The 'view' column has 63 nulls. There are five values in this column: "NONE", "AVERAGE", "GOOD", "FAIR", and "EXCELLENT". Our understanding of the data led us to believe that the 'view' and 'waterfront' columns were related. It seemed unlikely that a waterfront view would coincide with "NONE" view. We examined a subset of the data where the 'waterfront' value was "YES" to evaluate if our assumption about 'view' was accurate.

In [10]:
print(housing['view'].isna().sum())
housing['view'].value_counts()

63


NONE         19422
AVERAGE        957
GOOD           508
FAIR           330
EXCELLENT      317
Name: view, dtype: int64

In [None]:
#subset of data where 'waterfront' == YES
yes_waterfront = housing[housing['waterfront']=="YES"]
yes_waterfront['view'].value_counts()

For the 146 "YES" values of 'waterfront', the 'view' values did not contain a single "NONE". This aligned with our understanding of the connection between 'waterfront' and 'view'.

In [None]:
#subset of data where 'waterfront' is null
na_waterfront = housing[housing['waterfront'].isna()]
na_waterfront['view'].value_counts()

Any property with a waterfront will have a non-NONE view. Since there are 2110 "NONE" views in our null 'waterfront' subset, it seems safer to assume "NO" as the default for waterfront.

In [None]:
#replace null values with "NO"
housing['waterfront'].fillna("NO", inplace=True)

In [None]:
#confirm that there are no more nulls in waterfront
housing['waterfront'].isna().sum()

The subset of null values in "view" contains 63 rows.
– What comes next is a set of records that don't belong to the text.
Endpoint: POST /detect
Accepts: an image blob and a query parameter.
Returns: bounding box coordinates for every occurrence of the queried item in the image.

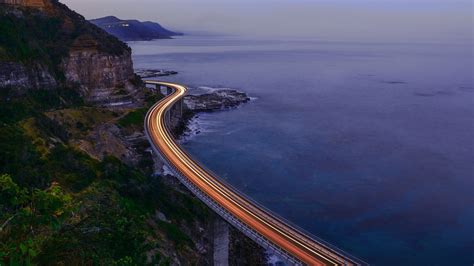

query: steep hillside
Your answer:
[0,0,214,265]
[0,0,143,106]
[91,16,182,41]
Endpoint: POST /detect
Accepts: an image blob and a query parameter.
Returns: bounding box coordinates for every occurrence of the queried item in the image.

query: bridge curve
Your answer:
[145,81,367,265]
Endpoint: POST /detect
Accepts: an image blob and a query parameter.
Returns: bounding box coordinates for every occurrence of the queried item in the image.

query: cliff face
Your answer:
[0,0,143,107]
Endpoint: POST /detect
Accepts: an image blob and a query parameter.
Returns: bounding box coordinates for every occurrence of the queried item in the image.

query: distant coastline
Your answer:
[90,16,183,42]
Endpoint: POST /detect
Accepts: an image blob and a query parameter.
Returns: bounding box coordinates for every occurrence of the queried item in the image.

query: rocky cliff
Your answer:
[0,0,143,107]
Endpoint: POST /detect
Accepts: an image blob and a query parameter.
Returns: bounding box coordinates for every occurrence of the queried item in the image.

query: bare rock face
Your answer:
[62,36,140,107]
[0,0,145,108]
[0,0,46,8]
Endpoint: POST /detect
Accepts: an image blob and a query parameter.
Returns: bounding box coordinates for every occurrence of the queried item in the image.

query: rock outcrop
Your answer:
[0,0,144,107]
[0,62,57,91]
[184,89,250,112]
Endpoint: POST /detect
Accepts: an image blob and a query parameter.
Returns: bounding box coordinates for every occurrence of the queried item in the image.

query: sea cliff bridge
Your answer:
[145,81,367,265]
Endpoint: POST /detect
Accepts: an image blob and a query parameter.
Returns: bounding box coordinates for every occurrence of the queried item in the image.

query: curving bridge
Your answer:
[145,81,366,265]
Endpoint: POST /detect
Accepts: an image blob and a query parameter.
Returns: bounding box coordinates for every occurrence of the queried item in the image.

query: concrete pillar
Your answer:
[213,218,230,266]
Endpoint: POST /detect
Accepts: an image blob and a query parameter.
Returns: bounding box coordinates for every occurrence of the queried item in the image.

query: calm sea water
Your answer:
[130,37,474,265]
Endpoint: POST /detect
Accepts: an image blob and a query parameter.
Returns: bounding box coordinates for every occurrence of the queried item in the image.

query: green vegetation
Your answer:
[0,91,211,265]
[117,108,148,127]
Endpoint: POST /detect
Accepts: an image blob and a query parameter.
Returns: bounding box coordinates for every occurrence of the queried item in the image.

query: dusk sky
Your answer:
[61,0,473,41]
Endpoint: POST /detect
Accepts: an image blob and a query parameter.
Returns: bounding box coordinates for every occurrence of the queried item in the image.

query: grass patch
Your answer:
[117,108,148,128]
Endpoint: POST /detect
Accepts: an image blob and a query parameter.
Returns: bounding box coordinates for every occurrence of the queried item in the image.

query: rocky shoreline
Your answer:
[135,69,178,78]
[173,88,251,142]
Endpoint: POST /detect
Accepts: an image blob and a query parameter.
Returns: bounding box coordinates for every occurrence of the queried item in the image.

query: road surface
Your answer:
[145,81,365,265]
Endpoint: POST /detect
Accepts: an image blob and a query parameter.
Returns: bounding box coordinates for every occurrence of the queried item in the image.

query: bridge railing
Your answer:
[145,83,368,265]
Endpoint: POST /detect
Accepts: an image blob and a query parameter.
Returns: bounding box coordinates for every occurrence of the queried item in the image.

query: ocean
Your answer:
[129,36,474,265]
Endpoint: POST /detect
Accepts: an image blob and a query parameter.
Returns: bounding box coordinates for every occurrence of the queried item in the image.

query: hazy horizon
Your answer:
[61,0,473,42]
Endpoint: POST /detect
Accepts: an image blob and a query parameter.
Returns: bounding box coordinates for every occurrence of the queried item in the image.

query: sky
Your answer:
[60,0,474,42]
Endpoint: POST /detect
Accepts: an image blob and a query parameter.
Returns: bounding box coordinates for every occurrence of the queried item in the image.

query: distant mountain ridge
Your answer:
[90,16,183,41]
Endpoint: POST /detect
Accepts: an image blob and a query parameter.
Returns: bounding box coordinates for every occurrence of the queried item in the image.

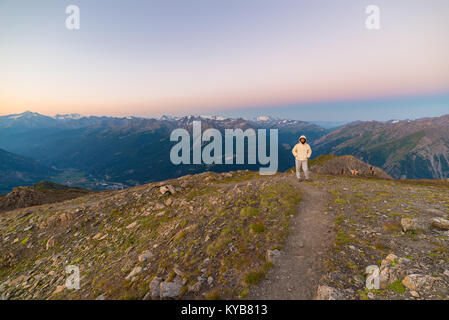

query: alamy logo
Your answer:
[170,121,278,175]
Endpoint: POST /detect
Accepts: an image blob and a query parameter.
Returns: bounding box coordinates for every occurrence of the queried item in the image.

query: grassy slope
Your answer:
[0,172,300,299]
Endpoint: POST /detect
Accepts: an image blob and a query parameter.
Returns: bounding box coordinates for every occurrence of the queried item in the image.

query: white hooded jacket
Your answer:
[292,136,312,161]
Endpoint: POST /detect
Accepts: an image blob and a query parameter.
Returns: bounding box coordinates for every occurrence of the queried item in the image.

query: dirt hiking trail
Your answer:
[248,175,334,300]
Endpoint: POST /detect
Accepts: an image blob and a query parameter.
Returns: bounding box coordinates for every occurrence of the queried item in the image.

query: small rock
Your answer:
[125,267,142,280]
[138,250,153,262]
[401,218,417,232]
[150,277,162,298]
[317,286,344,300]
[207,277,214,285]
[173,267,184,277]
[402,274,433,292]
[160,281,182,298]
[187,282,201,293]
[432,218,449,230]
[92,232,103,240]
[266,250,281,264]
[159,184,175,194]
[126,221,137,229]
[365,265,380,290]
[45,237,56,250]
[52,284,65,295]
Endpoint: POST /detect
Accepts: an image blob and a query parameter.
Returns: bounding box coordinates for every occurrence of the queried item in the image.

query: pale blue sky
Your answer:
[0,0,449,120]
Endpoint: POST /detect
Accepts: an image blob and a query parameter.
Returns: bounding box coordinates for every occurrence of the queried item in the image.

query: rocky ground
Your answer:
[0,181,92,213]
[316,176,449,299]
[0,165,449,299]
[0,172,300,299]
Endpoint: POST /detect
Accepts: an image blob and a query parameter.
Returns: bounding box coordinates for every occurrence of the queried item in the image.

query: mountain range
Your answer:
[0,111,449,193]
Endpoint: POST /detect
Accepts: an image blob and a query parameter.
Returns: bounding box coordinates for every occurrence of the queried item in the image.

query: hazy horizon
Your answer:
[0,0,449,121]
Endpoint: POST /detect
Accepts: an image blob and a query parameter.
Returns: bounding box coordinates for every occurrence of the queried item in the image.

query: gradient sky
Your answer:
[0,0,449,120]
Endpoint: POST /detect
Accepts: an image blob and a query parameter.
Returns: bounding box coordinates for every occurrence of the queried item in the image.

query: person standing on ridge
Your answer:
[292,135,312,181]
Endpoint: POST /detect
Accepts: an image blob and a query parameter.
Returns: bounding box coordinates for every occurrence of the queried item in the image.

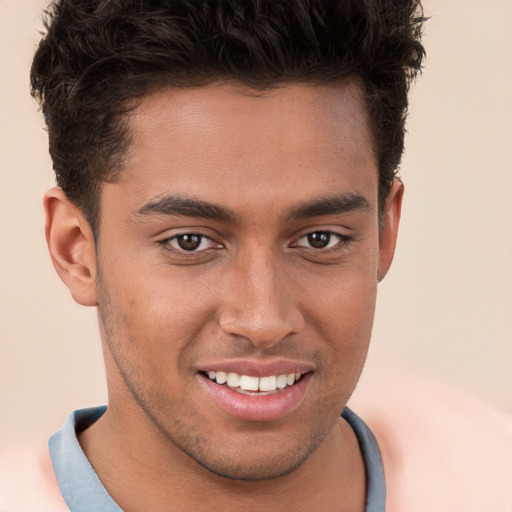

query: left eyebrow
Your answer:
[136,195,234,221]
[290,193,372,219]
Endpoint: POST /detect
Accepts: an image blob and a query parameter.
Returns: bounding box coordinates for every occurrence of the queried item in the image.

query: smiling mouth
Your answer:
[204,372,303,395]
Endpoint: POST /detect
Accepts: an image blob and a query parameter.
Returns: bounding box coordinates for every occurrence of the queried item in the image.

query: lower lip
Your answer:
[200,373,311,421]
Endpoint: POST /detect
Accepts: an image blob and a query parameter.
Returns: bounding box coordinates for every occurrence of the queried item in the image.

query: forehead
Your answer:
[114,80,377,214]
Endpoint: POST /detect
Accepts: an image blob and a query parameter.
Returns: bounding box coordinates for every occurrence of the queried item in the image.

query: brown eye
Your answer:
[307,231,331,249]
[169,233,212,252]
[297,231,341,249]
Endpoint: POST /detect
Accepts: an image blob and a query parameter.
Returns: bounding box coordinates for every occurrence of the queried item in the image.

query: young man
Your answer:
[2,0,510,512]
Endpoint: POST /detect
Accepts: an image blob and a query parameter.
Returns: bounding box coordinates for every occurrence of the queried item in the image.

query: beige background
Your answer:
[0,0,512,442]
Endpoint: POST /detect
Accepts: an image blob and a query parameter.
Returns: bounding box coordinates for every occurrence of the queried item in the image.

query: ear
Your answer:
[43,187,97,306]
[377,179,404,281]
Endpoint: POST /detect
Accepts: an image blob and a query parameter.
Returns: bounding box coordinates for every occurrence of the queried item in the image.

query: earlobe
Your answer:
[43,187,97,306]
[377,179,404,281]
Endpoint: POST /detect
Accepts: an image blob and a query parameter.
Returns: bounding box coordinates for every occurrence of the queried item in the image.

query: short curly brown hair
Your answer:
[30,0,425,230]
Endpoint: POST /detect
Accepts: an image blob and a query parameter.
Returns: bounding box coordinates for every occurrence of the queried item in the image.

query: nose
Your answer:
[219,251,304,348]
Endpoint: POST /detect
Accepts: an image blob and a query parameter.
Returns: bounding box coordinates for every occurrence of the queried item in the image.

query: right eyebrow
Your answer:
[136,195,235,221]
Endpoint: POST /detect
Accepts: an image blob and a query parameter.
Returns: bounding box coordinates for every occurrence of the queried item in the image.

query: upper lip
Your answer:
[198,359,314,377]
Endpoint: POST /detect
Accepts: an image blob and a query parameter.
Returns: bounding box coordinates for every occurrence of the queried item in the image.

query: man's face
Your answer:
[97,82,400,479]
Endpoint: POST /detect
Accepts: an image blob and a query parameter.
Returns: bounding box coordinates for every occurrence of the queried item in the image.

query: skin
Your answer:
[45,80,403,512]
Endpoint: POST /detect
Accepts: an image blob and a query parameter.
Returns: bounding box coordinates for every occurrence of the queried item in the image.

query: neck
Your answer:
[79,407,366,512]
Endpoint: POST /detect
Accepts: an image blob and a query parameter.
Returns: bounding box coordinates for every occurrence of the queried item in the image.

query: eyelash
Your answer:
[158,230,353,257]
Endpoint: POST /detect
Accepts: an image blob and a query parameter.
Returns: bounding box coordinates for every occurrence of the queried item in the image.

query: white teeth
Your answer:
[207,372,301,392]
[277,375,286,389]
[227,373,240,388]
[260,375,277,391]
[215,372,228,384]
[240,375,260,391]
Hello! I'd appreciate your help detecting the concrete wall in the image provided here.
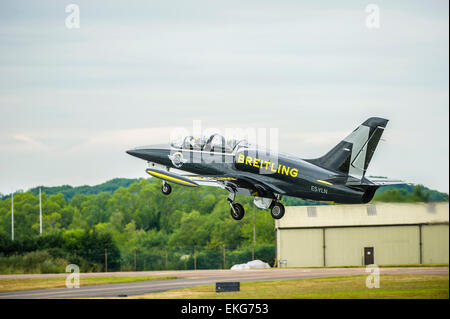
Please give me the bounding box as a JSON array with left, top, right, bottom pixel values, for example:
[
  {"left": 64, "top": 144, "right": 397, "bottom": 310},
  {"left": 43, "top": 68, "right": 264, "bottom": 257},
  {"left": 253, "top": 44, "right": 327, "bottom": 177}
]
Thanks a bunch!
[
  {"left": 422, "top": 225, "right": 449, "bottom": 264},
  {"left": 276, "top": 203, "right": 449, "bottom": 267}
]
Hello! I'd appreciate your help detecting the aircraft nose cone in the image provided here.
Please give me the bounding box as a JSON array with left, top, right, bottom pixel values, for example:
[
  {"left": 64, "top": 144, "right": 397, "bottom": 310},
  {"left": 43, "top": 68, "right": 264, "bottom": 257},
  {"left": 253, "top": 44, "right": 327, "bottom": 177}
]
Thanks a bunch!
[{"left": 126, "top": 149, "right": 144, "bottom": 157}]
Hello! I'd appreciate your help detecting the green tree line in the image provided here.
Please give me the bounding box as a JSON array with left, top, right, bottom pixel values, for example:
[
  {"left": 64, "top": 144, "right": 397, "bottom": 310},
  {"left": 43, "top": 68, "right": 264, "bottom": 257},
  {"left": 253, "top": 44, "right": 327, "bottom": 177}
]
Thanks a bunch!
[{"left": 0, "top": 179, "right": 448, "bottom": 272}]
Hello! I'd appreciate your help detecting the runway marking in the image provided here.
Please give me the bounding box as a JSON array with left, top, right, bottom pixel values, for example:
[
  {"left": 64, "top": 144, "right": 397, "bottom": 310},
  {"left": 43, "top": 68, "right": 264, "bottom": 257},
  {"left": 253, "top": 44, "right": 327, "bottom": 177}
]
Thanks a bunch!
[{"left": 0, "top": 267, "right": 449, "bottom": 299}]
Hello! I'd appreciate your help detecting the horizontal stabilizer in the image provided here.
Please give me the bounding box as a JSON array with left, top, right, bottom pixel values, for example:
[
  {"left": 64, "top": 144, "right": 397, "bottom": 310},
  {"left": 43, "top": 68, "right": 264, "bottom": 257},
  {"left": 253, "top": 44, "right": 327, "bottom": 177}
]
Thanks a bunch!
[
  {"left": 346, "top": 177, "right": 411, "bottom": 186},
  {"left": 145, "top": 168, "right": 199, "bottom": 187}
]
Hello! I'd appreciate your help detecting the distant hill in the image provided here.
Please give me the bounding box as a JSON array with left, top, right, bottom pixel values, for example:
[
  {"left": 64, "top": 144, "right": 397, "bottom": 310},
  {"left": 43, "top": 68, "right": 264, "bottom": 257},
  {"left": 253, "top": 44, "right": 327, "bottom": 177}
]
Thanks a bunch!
[
  {"left": 0, "top": 178, "right": 449, "bottom": 206},
  {"left": 4, "top": 178, "right": 139, "bottom": 201}
]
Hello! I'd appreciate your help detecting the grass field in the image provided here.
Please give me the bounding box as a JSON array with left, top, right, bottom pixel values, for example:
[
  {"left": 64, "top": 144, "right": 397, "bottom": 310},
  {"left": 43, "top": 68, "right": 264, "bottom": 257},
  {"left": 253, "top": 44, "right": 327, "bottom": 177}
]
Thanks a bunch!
[
  {"left": 0, "top": 276, "right": 177, "bottom": 292},
  {"left": 133, "top": 275, "right": 449, "bottom": 299}
]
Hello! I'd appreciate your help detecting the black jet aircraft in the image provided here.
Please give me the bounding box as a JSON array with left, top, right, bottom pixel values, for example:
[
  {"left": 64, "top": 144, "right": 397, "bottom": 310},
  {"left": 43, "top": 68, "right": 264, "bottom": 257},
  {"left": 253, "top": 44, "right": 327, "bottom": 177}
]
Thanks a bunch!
[{"left": 127, "top": 117, "right": 403, "bottom": 220}]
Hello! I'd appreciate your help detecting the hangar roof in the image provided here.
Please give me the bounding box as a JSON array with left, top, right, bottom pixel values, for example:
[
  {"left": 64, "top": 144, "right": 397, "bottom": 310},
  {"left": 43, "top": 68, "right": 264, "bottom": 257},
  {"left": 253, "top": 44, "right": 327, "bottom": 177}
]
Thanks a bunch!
[{"left": 275, "top": 202, "right": 449, "bottom": 229}]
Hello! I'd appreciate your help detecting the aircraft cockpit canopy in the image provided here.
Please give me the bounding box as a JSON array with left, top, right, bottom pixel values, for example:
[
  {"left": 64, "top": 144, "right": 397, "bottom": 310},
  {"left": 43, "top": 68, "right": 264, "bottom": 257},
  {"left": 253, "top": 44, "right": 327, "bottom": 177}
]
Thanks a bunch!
[{"left": 171, "top": 134, "right": 247, "bottom": 153}]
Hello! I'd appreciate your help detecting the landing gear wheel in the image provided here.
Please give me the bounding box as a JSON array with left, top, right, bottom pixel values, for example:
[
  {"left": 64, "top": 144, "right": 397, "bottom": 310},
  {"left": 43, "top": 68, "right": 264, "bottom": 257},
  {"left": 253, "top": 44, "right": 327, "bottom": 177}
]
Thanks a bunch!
[
  {"left": 270, "top": 202, "right": 284, "bottom": 219},
  {"left": 230, "top": 203, "right": 245, "bottom": 220},
  {"left": 161, "top": 183, "right": 172, "bottom": 195}
]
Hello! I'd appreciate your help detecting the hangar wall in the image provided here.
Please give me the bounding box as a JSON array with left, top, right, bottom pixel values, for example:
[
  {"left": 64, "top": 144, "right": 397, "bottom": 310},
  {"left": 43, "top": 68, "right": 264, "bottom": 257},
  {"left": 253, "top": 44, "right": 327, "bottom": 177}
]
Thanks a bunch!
[{"left": 276, "top": 203, "right": 449, "bottom": 267}]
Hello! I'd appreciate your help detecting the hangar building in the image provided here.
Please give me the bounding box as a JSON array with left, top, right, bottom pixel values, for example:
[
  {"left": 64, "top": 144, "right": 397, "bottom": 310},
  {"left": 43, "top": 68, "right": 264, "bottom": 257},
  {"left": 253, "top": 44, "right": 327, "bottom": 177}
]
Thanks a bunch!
[{"left": 275, "top": 202, "right": 449, "bottom": 267}]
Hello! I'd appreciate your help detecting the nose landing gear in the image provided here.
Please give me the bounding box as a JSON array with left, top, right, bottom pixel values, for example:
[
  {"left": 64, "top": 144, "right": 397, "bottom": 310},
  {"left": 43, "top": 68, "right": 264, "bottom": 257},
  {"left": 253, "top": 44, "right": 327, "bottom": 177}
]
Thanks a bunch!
[
  {"left": 270, "top": 195, "right": 284, "bottom": 219},
  {"left": 161, "top": 181, "right": 172, "bottom": 195},
  {"left": 227, "top": 192, "right": 245, "bottom": 220},
  {"left": 270, "top": 202, "right": 284, "bottom": 219}
]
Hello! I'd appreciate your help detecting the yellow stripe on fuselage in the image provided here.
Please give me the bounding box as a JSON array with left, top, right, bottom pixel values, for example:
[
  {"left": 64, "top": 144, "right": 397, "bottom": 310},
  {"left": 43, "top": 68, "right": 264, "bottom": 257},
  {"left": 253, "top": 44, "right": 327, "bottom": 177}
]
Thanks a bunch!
[
  {"left": 147, "top": 171, "right": 197, "bottom": 186},
  {"left": 317, "top": 179, "right": 333, "bottom": 185}
]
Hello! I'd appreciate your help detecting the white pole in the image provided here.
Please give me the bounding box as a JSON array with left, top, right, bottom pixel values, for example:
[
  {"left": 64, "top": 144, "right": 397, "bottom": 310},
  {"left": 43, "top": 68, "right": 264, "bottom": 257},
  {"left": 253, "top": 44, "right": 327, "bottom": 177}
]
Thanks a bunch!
[
  {"left": 11, "top": 193, "right": 14, "bottom": 240},
  {"left": 39, "top": 187, "right": 42, "bottom": 236}
]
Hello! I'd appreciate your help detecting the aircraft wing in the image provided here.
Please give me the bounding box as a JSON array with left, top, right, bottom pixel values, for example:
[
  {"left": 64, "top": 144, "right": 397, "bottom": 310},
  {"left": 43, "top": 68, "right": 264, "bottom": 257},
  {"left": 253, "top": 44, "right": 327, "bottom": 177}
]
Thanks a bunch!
[
  {"left": 368, "top": 177, "right": 411, "bottom": 186},
  {"left": 183, "top": 175, "right": 285, "bottom": 198}
]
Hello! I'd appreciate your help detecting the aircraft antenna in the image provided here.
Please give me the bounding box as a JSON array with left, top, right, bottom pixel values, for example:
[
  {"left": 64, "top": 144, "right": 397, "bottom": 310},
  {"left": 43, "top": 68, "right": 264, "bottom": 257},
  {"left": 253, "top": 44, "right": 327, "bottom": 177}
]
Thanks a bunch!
[{"left": 11, "top": 192, "right": 14, "bottom": 240}]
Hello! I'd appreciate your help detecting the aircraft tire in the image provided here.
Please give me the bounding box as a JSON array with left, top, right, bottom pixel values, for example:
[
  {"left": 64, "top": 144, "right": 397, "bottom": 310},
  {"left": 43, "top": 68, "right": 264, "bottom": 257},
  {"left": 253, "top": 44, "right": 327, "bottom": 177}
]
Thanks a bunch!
[
  {"left": 270, "top": 202, "right": 284, "bottom": 219},
  {"left": 230, "top": 203, "right": 245, "bottom": 220},
  {"left": 161, "top": 183, "right": 172, "bottom": 195}
]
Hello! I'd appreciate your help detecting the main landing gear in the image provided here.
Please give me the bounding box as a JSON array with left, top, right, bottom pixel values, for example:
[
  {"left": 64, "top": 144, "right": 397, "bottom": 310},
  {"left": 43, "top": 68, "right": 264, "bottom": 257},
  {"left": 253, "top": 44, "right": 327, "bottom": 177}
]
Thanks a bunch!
[
  {"left": 227, "top": 192, "right": 284, "bottom": 220},
  {"left": 270, "top": 201, "right": 284, "bottom": 219},
  {"left": 227, "top": 192, "right": 245, "bottom": 220},
  {"left": 161, "top": 181, "right": 172, "bottom": 195}
]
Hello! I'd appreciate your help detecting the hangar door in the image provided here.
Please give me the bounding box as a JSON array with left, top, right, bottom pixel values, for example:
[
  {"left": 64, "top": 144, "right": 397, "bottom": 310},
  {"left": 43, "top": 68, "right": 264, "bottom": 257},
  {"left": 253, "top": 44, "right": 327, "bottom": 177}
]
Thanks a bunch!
[{"left": 364, "top": 247, "right": 375, "bottom": 265}]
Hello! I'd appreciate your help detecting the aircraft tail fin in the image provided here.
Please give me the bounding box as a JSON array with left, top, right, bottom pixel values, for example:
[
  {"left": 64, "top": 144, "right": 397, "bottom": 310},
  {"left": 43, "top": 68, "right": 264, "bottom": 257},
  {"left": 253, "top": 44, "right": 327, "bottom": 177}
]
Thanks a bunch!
[{"left": 309, "top": 117, "right": 389, "bottom": 180}]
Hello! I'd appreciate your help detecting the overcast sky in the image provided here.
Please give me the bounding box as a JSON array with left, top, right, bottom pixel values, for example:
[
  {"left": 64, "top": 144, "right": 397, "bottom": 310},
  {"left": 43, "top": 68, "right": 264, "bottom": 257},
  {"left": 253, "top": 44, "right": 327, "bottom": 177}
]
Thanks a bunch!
[{"left": 0, "top": 0, "right": 449, "bottom": 193}]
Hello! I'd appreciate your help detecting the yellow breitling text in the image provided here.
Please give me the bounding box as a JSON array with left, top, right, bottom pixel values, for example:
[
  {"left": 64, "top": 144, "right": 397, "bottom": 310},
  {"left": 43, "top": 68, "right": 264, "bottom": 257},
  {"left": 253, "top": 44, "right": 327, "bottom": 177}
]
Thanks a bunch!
[{"left": 237, "top": 154, "right": 298, "bottom": 177}]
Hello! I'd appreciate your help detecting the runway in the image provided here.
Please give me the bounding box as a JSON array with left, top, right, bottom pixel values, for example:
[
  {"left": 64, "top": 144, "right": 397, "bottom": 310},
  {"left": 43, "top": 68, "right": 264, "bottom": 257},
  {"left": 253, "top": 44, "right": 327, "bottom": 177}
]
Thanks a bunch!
[{"left": 0, "top": 267, "right": 449, "bottom": 299}]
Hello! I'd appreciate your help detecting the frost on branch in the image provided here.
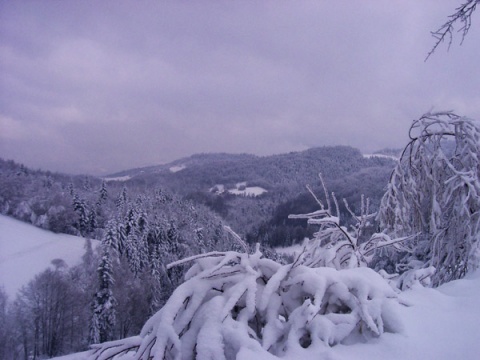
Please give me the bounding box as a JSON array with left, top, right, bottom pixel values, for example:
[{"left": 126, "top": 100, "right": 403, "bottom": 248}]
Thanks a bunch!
[
  {"left": 288, "top": 174, "right": 410, "bottom": 270},
  {"left": 87, "top": 247, "right": 400, "bottom": 360},
  {"left": 378, "top": 112, "right": 480, "bottom": 285}
]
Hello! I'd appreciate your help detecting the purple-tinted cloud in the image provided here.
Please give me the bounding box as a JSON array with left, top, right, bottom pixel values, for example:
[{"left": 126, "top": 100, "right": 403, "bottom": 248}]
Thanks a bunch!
[{"left": 0, "top": 0, "right": 480, "bottom": 174}]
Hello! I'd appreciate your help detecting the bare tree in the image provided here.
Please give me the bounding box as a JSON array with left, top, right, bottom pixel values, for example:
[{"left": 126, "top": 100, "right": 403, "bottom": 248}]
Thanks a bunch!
[
  {"left": 379, "top": 112, "right": 480, "bottom": 285},
  {"left": 425, "top": 0, "right": 480, "bottom": 61}
]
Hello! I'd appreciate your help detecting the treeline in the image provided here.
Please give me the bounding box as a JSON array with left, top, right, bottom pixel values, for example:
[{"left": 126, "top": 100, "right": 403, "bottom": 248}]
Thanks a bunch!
[{"left": 0, "top": 160, "right": 235, "bottom": 359}]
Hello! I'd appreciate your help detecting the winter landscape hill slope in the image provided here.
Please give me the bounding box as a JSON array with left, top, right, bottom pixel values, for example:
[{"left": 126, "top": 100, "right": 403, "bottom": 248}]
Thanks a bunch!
[
  {"left": 51, "top": 271, "right": 480, "bottom": 360},
  {"left": 0, "top": 215, "right": 96, "bottom": 300}
]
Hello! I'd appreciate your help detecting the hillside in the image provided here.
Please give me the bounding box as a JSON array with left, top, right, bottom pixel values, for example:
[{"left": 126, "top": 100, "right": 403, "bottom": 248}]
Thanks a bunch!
[
  {"left": 106, "top": 146, "right": 395, "bottom": 246},
  {"left": 0, "top": 215, "right": 97, "bottom": 299}
]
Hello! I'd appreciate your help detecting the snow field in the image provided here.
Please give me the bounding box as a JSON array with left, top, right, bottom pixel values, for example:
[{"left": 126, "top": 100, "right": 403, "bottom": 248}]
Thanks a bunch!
[{"left": 0, "top": 215, "right": 97, "bottom": 300}]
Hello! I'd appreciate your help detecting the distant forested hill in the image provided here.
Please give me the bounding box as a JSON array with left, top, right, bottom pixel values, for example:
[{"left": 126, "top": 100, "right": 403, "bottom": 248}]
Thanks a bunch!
[{"left": 103, "top": 146, "right": 394, "bottom": 245}]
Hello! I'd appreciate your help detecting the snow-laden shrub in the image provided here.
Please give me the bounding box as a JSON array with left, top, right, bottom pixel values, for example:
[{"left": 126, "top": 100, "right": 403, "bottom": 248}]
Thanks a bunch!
[
  {"left": 91, "top": 247, "right": 400, "bottom": 360},
  {"left": 378, "top": 112, "right": 480, "bottom": 285}
]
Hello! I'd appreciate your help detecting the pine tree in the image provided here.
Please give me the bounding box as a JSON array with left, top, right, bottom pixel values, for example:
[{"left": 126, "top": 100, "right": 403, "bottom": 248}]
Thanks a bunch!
[{"left": 90, "top": 243, "right": 117, "bottom": 343}]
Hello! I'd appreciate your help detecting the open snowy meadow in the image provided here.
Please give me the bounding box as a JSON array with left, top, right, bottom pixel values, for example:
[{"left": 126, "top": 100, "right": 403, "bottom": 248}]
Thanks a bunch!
[{"left": 0, "top": 215, "right": 98, "bottom": 299}]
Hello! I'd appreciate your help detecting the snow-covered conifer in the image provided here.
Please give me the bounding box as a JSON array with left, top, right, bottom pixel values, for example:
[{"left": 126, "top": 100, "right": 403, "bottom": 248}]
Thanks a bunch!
[{"left": 90, "top": 241, "right": 117, "bottom": 343}]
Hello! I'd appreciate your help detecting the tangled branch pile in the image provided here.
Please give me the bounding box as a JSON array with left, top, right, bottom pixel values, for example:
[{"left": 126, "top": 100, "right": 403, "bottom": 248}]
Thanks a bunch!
[{"left": 91, "top": 248, "right": 399, "bottom": 360}]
Of these 63 rows, the 'waterfront' values consisted of 62 "NO" and 1 "YES". Since almost every null 'view' was not on a waterfront, we decided to replace the null values of "view" with "NONE".

In [None]:
na_view = housing[housing['view'].isna()]
na_view['waterfront'].value_counts()

In [None]:
#replace null values with "NONE"
housing['view'].fillna("NONE", inplace=True)

In [None]:
#confirm that there are no more nulls in view
housing['view'].isna().sum()

The 'yr_renovated' column contains 3,842 nulls. We wanted to replace these values rather than dropping a large number of rows. Since 'yr_renovated' seems to contain a year value stored as an integer, we inferred that the value of 0.0 meant either a house had never been renovated or no renovation data was available. 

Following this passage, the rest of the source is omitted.